The Purdue Board of Trustees on June 30 approved the appointment of Chemistry Professor Jean Chmielewski as the Alice Watson Kramer Distinguished Professor of Chemistry. The professorship was named in honor of the first woman to receive a Ph.D in chemistry, in 1935. Designated professorships honor individuals whose achievements in scholarship or research have been internationally recognized or who have made a unique contribution to the university through scholarship, research, teaching or leadership functions. Purdue now has 111 designated professors, 24 of whom are in the College of Science. Prof. Chmielewski is the first woman on the Science faculty to be named a distinguished professor.

Prof. Chmielewski has been on the Purdue faculty since 1990. She was a National Institute of Health postdoctoral fellow at the University of California at Berkeley from 1988-90 and at Rockefeller University in New York City in 1988.

In 1983 she received her bachelor’s degree from St. Joseph’s University in Philadelphia. Chmielewski earned her doctoral degree from Columbia University in 1988.

Her main area of research is in bio-organic chemistry and chemical biology, with a major focus on the disassembly of proteins involved in AIDS and cancer.

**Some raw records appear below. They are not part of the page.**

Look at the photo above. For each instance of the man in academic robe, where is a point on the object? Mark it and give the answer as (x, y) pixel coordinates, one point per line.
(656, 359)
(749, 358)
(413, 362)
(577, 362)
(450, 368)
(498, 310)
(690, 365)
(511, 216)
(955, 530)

Additionally, her research projects probe the molecular origins of life and the targeting of drugs to disease sites in the body.

Chmielewski received the National Science Foundation Young Investigator award in 1994. She was appointed an Alfred P. Sloan Fellow in 1996 and won the American Chemical Society Cope Scholar Award in 2003. She has been a University Faculty Scholar since 2000, when she also received the Arthur E. Kelly Award for Excellence in Teaching at Purdue.